Reform UK leader Nigel Farage, right, and Reform UK by-election candidate Rob Kenyon pose as they arrive at a polling station during the Makerfield by-election, in Wigan, on Thursday. (Temilade Adelaja/Reuters)


Burnham, a center-left figure with deep working-class roots and a populist touch, is seen by many in Labour as the man best equipped to revive a demoralized party.

A lifelong Labour member with working-class roots in the area, he spent 16 years in Parliament representing nearby Leigh, and served brief stints in cabinet posts, as health secretary and culture secretary, before losing a bid for the party leadership in 2015.

He then traded Westminster for local office, winning the mayoralty of Greater Manchester three times and building a reputation as a pragmatic, populist-minded executive.

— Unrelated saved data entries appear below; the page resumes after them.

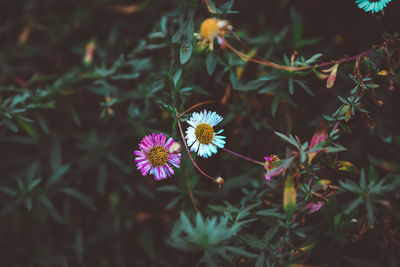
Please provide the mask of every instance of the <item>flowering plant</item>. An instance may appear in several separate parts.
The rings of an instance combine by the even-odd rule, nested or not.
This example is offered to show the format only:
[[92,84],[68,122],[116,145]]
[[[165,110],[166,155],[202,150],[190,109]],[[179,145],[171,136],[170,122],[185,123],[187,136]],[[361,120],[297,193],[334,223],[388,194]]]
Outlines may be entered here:
[[400,265],[398,1],[3,2],[0,266]]

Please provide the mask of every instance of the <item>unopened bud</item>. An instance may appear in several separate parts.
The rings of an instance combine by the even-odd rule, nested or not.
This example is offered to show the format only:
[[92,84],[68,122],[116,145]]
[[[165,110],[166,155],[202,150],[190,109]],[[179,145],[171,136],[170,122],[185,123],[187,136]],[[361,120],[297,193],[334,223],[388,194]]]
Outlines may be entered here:
[[169,147],[169,153],[179,153],[181,151],[181,144],[178,142],[173,143]]
[[218,184],[218,187],[221,187],[221,185],[224,183],[224,179],[222,179],[221,176],[218,176],[215,178],[214,182]]

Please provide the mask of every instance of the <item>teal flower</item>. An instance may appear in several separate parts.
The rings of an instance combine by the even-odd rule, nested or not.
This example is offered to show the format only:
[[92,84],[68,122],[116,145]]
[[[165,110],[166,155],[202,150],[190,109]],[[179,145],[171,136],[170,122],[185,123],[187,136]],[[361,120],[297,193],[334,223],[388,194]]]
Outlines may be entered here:
[[356,4],[365,12],[379,12],[392,0],[356,0]]

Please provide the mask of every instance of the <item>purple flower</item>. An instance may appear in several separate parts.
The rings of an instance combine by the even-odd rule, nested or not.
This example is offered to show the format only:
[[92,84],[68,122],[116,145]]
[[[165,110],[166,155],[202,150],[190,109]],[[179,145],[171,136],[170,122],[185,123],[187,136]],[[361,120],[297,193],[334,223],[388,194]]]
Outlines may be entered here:
[[301,211],[309,209],[308,213],[314,213],[314,212],[319,211],[324,205],[325,205],[325,202],[323,202],[323,201],[318,201],[317,203],[310,202],[307,205],[305,205]]
[[167,140],[164,134],[147,135],[143,137],[139,144],[140,150],[135,150],[135,163],[137,169],[143,176],[148,173],[154,175],[154,179],[159,181],[167,179],[174,174],[170,164],[179,168],[181,154],[179,151],[169,152],[171,145],[175,143],[172,138]]
[[[278,162],[279,158],[278,158],[278,156],[272,154],[270,156],[265,156],[264,159],[265,159],[264,168],[267,170],[267,173],[265,174],[265,180],[271,181],[271,175],[268,175],[268,171],[272,170],[272,168],[274,167],[273,166],[274,163]],[[273,176],[276,176],[279,174],[280,174],[280,172]]]

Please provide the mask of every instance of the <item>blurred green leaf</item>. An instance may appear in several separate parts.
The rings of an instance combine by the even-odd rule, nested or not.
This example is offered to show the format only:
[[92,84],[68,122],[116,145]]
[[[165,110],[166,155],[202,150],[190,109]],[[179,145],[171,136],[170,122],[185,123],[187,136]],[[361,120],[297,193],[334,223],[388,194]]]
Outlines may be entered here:
[[293,177],[286,176],[285,188],[283,191],[283,209],[286,215],[291,218],[296,208],[296,189],[294,188]]

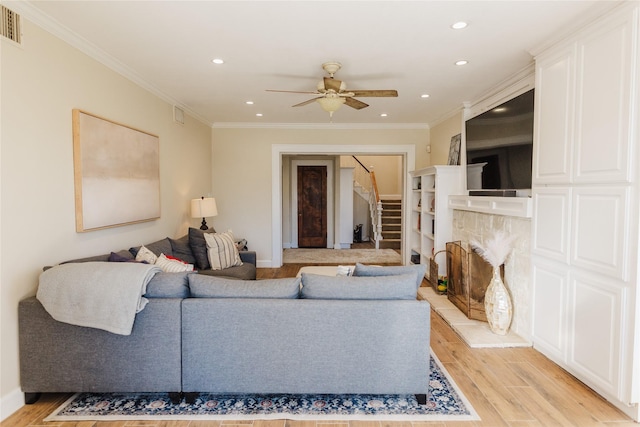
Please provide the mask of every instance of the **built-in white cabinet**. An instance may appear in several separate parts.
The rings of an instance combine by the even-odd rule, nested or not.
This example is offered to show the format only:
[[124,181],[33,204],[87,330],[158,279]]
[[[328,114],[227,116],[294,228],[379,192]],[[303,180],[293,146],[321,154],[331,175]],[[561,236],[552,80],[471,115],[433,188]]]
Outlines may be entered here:
[[640,415],[640,7],[536,55],[534,347]]
[[[464,193],[461,166],[430,166],[411,172],[411,258],[427,264],[452,238],[453,210],[449,196]],[[445,254],[437,255],[438,275],[446,275]],[[429,267],[427,267],[427,278]],[[435,285],[434,285],[435,286]]]

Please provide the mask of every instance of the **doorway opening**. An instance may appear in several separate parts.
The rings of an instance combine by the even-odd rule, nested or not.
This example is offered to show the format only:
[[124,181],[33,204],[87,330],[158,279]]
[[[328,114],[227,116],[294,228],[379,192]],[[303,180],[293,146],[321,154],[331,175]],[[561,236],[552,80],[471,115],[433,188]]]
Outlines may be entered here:
[[[402,260],[408,262],[408,231],[411,189],[408,185],[408,172],[415,169],[414,145],[315,145],[315,144],[274,144],[271,148],[272,167],[272,267],[282,266],[283,257],[283,156],[319,155],[396,155],[402,157]],[[329,201],[328,201],[329,203]],[[293,219],[292,219],[293,220]],[[330,218],[327,219],[330,221]],[[330,238],[331,236],[329,236]]]

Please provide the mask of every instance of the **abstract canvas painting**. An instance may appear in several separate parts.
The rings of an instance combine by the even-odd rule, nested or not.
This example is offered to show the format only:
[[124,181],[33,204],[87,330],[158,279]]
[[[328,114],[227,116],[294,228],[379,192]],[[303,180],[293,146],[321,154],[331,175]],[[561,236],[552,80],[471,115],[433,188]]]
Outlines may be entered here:
[[159,138],[73,110],[76,231],[160,218]]

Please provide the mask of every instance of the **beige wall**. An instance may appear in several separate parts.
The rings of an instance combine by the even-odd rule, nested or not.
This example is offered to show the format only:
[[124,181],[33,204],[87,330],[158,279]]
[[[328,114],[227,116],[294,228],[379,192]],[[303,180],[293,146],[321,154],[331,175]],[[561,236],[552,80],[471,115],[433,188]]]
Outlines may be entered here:
[[[431,128],[431,164],[446,165],[451,137],[462,132],[462,111]],[[460,153],[462,160],[462,153]]]
[[381,195],[402,195],[404,182],[402,156],[358,156],[358,160],[375,172],[378,191]]
[[[271,147],[274,144],[314,144],[327,147],[415,145],[415,163],[416,168],[419,168],[427,165],[428,143],[429,130],[426,128],[365,130],[214,127],[213,195],[218,203],[215,227],[232,229],[237,236],[246,238],[249,249],[257,251],[258,265],[270,265]],[[285,229],[286,227],[283,228]],[[286,241],[283,238],[283,242]]]
[[[211,193],[211,128],[60,39],[23,20],[23,46],[1,45],[0,403],[22,403],[18,301],[35,293],[45,265],[177,237],[198,220],[189,200]],[[87,112],[160,137],[161,218],[76,233],[71,111]],[[235,160],[235,159],[234,159]],[[265,162],[268,165],[268,162]],[[241,164],[241,163],[240,163]],[[241,182],[241,174],[233,179]],[[247,184],[249,188],[250,184]],[[221,203],[223,214],[226,206]]]

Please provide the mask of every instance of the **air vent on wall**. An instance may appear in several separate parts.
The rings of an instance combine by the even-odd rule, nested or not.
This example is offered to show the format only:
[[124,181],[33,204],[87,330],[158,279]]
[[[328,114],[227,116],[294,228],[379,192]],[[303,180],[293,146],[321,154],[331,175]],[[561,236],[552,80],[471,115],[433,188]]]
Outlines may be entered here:
[[184,110],[176,105],[173,106],[173,121],[184,124]]
[[0,5],[2,22],[0,22],[0,35],[20,43],[20,15]]

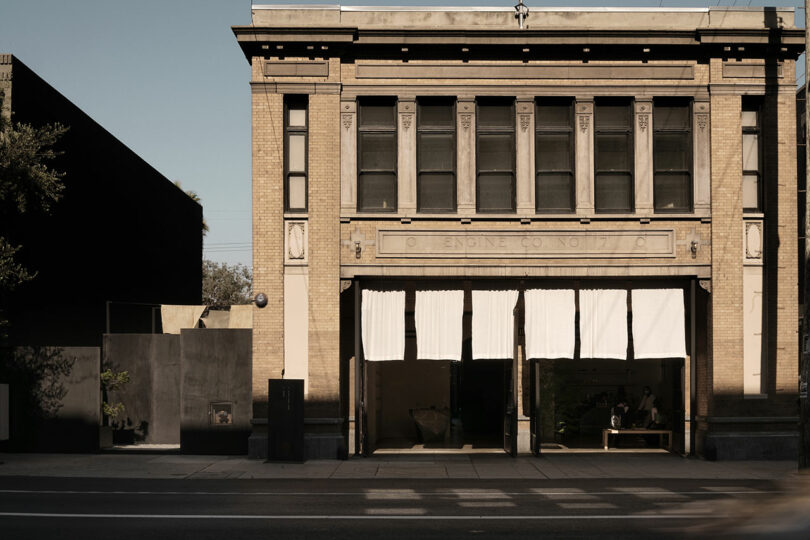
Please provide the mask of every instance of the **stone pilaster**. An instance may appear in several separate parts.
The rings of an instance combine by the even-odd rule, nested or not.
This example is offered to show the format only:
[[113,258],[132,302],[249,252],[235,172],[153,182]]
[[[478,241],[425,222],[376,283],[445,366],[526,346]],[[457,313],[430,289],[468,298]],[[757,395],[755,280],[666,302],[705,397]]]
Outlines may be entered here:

In his victory remarks, Burnham, 56, made clear he saw Thursday’s results in the constituency in Northern England as a step toward a much bigger job.

“Everyone knows that politics isn’t working. Everyone can feel that the country isn’t where it should be,” he said. “Tonight could — just could — be the turning point. From here on, I will give everything I have got to make it so.”

Under Labour rules, Burnham had to win the parliamentary seat before he could challenge Starmer.

Burnham is now positioned to make a formal bid to take the party’s top job, and because Labour still has a commanding majority in the Commons, become the prime minister.

Former health secretary Wes Streeting, who resigned from the cabinet in May, has said he will launch his own leadership challenge. 

A challenge requires the formal backing of at least 81 Labour MPs — 20 percent of its parliamentary faction — to trigger a leadership vote by House members, which would then go to a vote by the wider party membership.

It remains unclear exactly how long that process might take. Starmer repeatedly has said that he intends to fight to keep his job, which he won in a landslide election victory two years ago.

But a number of Labour lawmakers have said publicly that the prime minister should avoid a bruising internal fight and instead set a timetable to hand power to Burnham. Thursday’s decisive result will give Burnham momentum, political experts said.

“It was a great result for Andy Burnham,” said Tony Travers, a political science professor at the London School of Economics. “Whether Starmer stays and fights depends on how many of his ministers and MPs publicly stand by or desert him. The next few days will be crucial.”